Theatres Trust criticises decision to give driverless vehicle group given more time for Dudley Hippodrome plans
A decision to allow a driverless vehicle company an extra nine months to finalise its plans for Dudley Hippodrome has been described as "disappointing" by the Theatres Trust.
The body said it was "unreasonable" that the company had been given more time when a community group which previously tried to save the landmark did not have the same opportunity.
The Hippodrome is set to be demolished and the site turned into a testing centre for automated vehicles, under plans favoured by Dudley Council.
However, the authority has yet to see any plans from the Dudley Driverless Vehicles Consortium (DDVC) more than 12 months after allowing it to get started. DDVC was this week granted extra time - until September - to put together its case.
The Theatres Trust suggested the authority had not been fair to campaigners, who still want to reopen the venue, by allowing the consortium more time.
A community-led group was given a five-year lease to the Hippodrome as part of a long-running saga over the future of the site before it was taken back by the council when it became convinced the group wouldn't be able to come up with the necessary funds.
Dudley Council leader Patrick Harley denied favouring one plan over another at the meeting and said the situation would be reviewed in the next few months if there are not signs of progress.
The Theatres Trust said in a statement: "This group of large commercial and professional organisations was given a year and council officer support to develop a viable business plan, which it has failed to deliver by the deadline.
"This is particularly concerning as the community group who were previously in occupation of the theatre had its five-year lease terminated after just one year due to non-delivery of the same.
"It seems unreasonable that a voluntary community group working with no support was not extended the same opportunity given to professional organisations to develop their business plan.
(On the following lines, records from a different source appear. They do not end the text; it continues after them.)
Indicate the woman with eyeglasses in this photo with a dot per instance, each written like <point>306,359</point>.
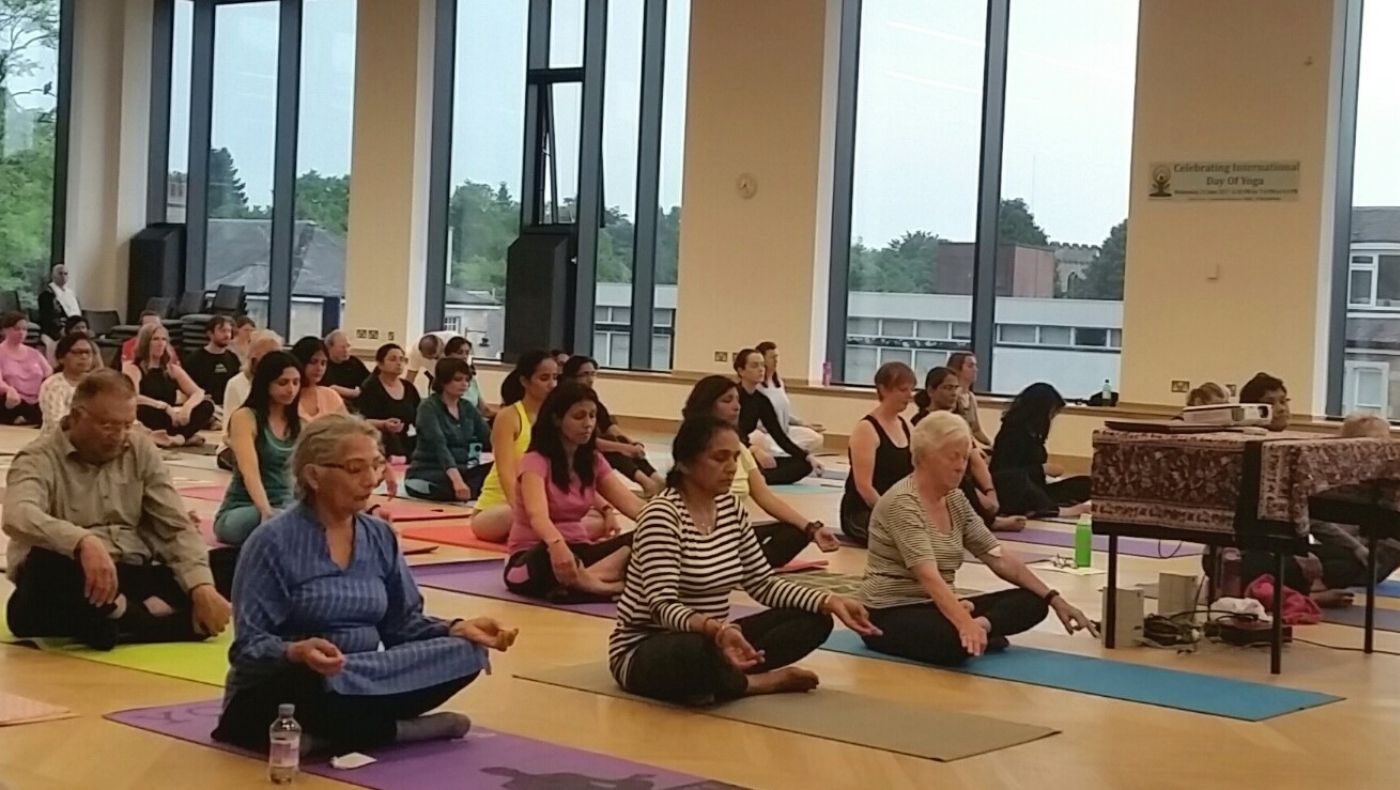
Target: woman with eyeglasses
<point>329,618</point>
<point>261,433</point>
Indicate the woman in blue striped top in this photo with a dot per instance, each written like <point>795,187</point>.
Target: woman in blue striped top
<point>331,621</point>
<point>692,548</point>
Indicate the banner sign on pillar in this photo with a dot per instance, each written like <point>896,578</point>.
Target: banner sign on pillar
<point>1276,179</point>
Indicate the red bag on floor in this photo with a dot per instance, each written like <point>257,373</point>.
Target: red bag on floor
<point>1298,608</point>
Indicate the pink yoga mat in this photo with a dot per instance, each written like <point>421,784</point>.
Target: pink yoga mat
<point>485,759</point>
<point>483,579</point>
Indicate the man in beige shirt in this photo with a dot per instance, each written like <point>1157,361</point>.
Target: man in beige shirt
<point>101,548</point>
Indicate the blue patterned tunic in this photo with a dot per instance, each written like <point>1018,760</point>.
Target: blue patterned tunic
<point>289,588</point>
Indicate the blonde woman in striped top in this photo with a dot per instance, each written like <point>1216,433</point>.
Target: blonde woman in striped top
<point>693,545</point>
<point>919,531</point>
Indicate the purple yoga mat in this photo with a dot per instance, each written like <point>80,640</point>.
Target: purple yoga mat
<point>483,579</point>
<point>1134,546</point>
<point>485,759</point>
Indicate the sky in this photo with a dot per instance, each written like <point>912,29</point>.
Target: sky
<point>1068,105</point>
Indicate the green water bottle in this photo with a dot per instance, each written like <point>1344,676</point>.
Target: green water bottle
<point>1084,541</point>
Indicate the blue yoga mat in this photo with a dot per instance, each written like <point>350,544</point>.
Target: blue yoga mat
<point>1119,680</point>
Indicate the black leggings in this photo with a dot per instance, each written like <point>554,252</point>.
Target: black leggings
<point>788,471</point>
<point>349,723</point>
<point>629,467</point>
<point>30,412</point>
<point>531,573</point>
<point>688,667</point>
<point>48,601</point>
<point>923,633</point>
<point>781,542</point>
<point>440,486</point>
<point>200,418</point>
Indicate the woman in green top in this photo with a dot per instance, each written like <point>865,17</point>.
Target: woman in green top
<point>447,460</point>
<point>261,434</point>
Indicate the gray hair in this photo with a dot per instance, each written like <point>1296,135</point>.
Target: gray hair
<point>256,338</point>
<point>937,430</point>
<point>321,443</point>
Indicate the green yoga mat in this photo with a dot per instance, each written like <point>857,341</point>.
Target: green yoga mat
<point>198,661</point>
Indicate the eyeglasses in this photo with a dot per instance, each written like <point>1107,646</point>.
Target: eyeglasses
<point>357,468</point>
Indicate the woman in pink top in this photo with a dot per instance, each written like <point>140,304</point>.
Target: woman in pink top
<point>567,499</point>
<point>23,371</point>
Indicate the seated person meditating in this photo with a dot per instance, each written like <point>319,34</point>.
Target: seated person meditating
<point>919,532</point>
<point>447,458</point>
<point>261,433</point>
<point>623,454</point>
<point>940,394</point>
<point>878,450</point>
<point>101,548</point>
<point>567,493</point>
<point>23,371</point>
<point>160,383</point>
<point>755,409</point>
<point>329,618</point>
<point>693,546</point>
<point>781,541</point>
<point>76,356</point>
<point>1019,460</point>
<point>522,394</point>
<point>389,402</point>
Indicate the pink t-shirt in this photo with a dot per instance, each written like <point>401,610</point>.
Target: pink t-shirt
<point>566,509</point>
<point>24,373</point>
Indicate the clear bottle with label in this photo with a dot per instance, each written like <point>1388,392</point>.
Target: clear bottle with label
<point>284,747</point>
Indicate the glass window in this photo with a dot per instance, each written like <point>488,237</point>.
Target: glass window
<point>672,149</point>
<point>28,104</point>
<point>1091,336</point>
<point>487,151</point>
<point>1374,280</point>
<point>1056,336</point>
<point>920,90</point>
<point>177,184</point>
<point>1388,280</point>
<point>861,363</point>
<point>328,45</point>
<point>1064,182</point>
<point>242,144</point>
<point>1017,334</point>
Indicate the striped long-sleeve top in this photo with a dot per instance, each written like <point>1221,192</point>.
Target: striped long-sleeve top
<point>676,572</point>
"While councillors speak of the need for ambition and are investigating the potential of a new entertainment venue in Dudley, they refuse to consider a pre-existing and prominent building that could serve this purpose and would have less environmental impact than building a new venue.
"With a partnership between local people, the council and other stakeholders, Dudley Hippodrome could be a wonderful cultural hub for the community. This is why the recent decision by Dudley Council is so disappointing and neglects Dudley’s history and the public support for saving this building."